Depression, anxiety, sleep paralysis, panic attacks – these were all big scary terms.  

These weren’t words that I’d have used to describe my experience at the time – I was just a “bit stressed” something I thought everyone felt from time to time.  

 

So what helped me? 

The huge turning point for me was acknowledging it. Accepting I needed some help, and that doing just that was ok. For me, it was having a doctor tell me that I suffered from all of the above was the first stage in me realising I needed to give myself a break.  

She signed me off of work for a week or so (which at the time ironically gave me more anxiety as to what people may think) and I took that time to rest, heal and put myself back at the top of my priorities.   

I took a break from noisy London and was lucky enough, in that I could go back home to the countryside for a week or so where I finally caught up on some sleep and took the time to try and repair. I used oils and calming balms, all the cliché things that say they help with anxiety but actually really do! From this I was then able to start reaching out to friends who shared their experiences with me and talk more about what I had been facing in order to help me recover.  

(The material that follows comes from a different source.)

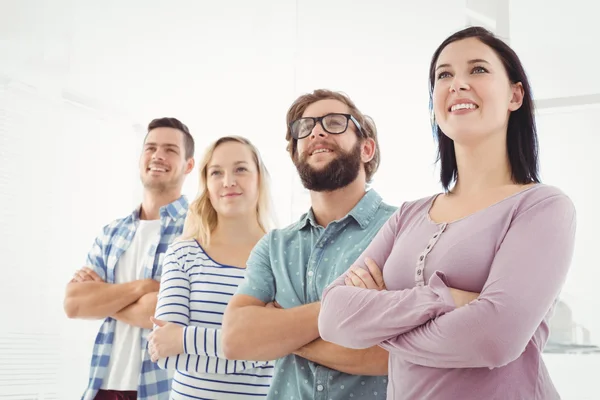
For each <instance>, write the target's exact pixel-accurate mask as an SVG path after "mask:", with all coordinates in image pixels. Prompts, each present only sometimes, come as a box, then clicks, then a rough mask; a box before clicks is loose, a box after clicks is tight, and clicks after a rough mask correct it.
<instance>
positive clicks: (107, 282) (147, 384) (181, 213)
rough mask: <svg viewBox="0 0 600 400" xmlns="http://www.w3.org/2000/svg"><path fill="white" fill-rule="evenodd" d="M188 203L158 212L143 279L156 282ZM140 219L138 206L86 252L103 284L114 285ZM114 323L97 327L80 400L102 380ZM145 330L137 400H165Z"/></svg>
mask: <svg viewBox="0 0 600 400" xmlns="http://www.w3.org/2000/svg"><path fill="white" fill-rule="evenodd" d="M187 209H188V202H187V200H186V198H185V197H184V196H181V197H180V198H179V199H177V200H175V201H174V202H172V203H170V204H167V205H166V206H164V207H161V209H160V221H161V222H160V225H161V228H160V236H157V237H156V241H155V242H154V243H153V244H152V246H150V250H149V252H148V254H147V257H146V262H145V264H144V265H143V267H142V271H143V272H142V274H143V278H144V279H146V278H153V279H156V280H159V279H160V275H161V272H162V260H163V256H164V254H165V251H166V250H167V247H168V246H169V244H170V243H171V242H172V241H173V240H174V239H175V238H176V237H177V236H179V235H181V233H182V231H183V223H184V221H185V216H186V214H187ZM139 219H140V207H138V208H137V209H135V210H134V211H133V212H132V213H131V214H130V215H129V216H127V217H125V218H122V219H118V220H116V221H114V222H112V223H111V224H109V225H107V226H105V227H104V229H103V231H102V234H101V235H100V236H98V237H97V238H96V241H95V242H94V245H93V246H92V249H91V250H90V252H89V254H88V257H87V262H86V265H88V266H89V267H90V268H93V270H94V271H95V272H96V273H97V274H98V275H99V276H100V277H101V278H102V279H103V280H104V281H105V282H106V283H114V282H115V267H116V265H117V262H118V261H119V258H120V257H121V256H122V255H123V253H125V251H126V250H127V249H128V248H129V245H130V244H131V242H132V240H133V237H134V236H135V233H136V229H137V226H138V224H139ZM115 327H116V320H115V319H113V318H110V317H108V318H106V319H105V320H104V322H103V323H102V326H101V327H100V331H99V332H98V336H96V342H95V343H94V352H93V354H92V361H91V365H90V379H89V382H88V388H87V389H86V391H85V393H84V394H83V396H82V399H83V400H93V399H94V398H95V397H96V394H97V393H98V390H99V389H100V387H101V386H102V382H103V381H104V379H106V374H107V369H108V368H107V367H108V364H109V361H110V356H111V353H112V345H113V341H114V336H115ZM149 332H150V330H149V329H143V330H142V338H141V348H142V369H141V371H140V378H139V383H138V390H137V396H138V397H137V398H138V399H139V400H166V399H167V398H168V395H169V389H170V383H171V382H170V377H169V375H168V374H167V373H166V371H163V370H161V369H159V368H158V367H157V366H156V364H155V363H153V362H152V361H151V360H150V355H149V354H148V352H147V351H146V347H147V345H148V342H147V340H146V337H147V336H148V333H149Z"/></svg>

To cut a long story short, when I returned to work, I handed my notice in as soon as I got back. It was a scary thing to do with no job to go to but, I knew that it was vital for me to do it, for my own health. I am a firm believer of things happening for a reason, and within my notice period I was offered another job immediately which I loved and ultimately led me to meeting Montana and Laura. 

In my day to day life now, the smallest difference I have made but the one that makes the biggest impact, is to give myself small breaks throughout the day. 5 minutes or 10 minutes here and there to go outside with a coffee and reset and think about something other than work, or what is particularly stressing me in that day, week or month. Some people write their affirmations down, I find it easier to think about mine and reflect on what I’m grateful for in the moment. This helps me reset, focus on my breathing and allows me to carry on with my day.  

 

How I want to make a difference; 

I hope that by at least sharing this experience and talking about it will help others. I want to encourage others to speak about their experiences (where they are comfortable to) whether through forums such as this blog, the clubhouses we do around mental health or just chatting to friends and colleagues about what could help them.   I also want to build a society and workplace that none of these subjects are taboo, and that our team can feel comfortable talking about, or flagging when they need a break. Mental Health days are just as important as physical health days in my eyes and no one should be afraid to ask for a small time out to reset. Burn out is real and it’s silly when there could be so many small things done to avoid it!  

Work should be something you enjoy, not something you loathe. I am lucky enough to have met Montana and Laura and have helped create a brand I am so proud to be a part of, and ultimately enjoy working for so much. I think would find it hard to be in the position I was once in again. I know we have such a strong community already that respects each other's feelings, I would never worry about flagging if I wasn’t having a great day, and that’s what I want for every future member of our brand.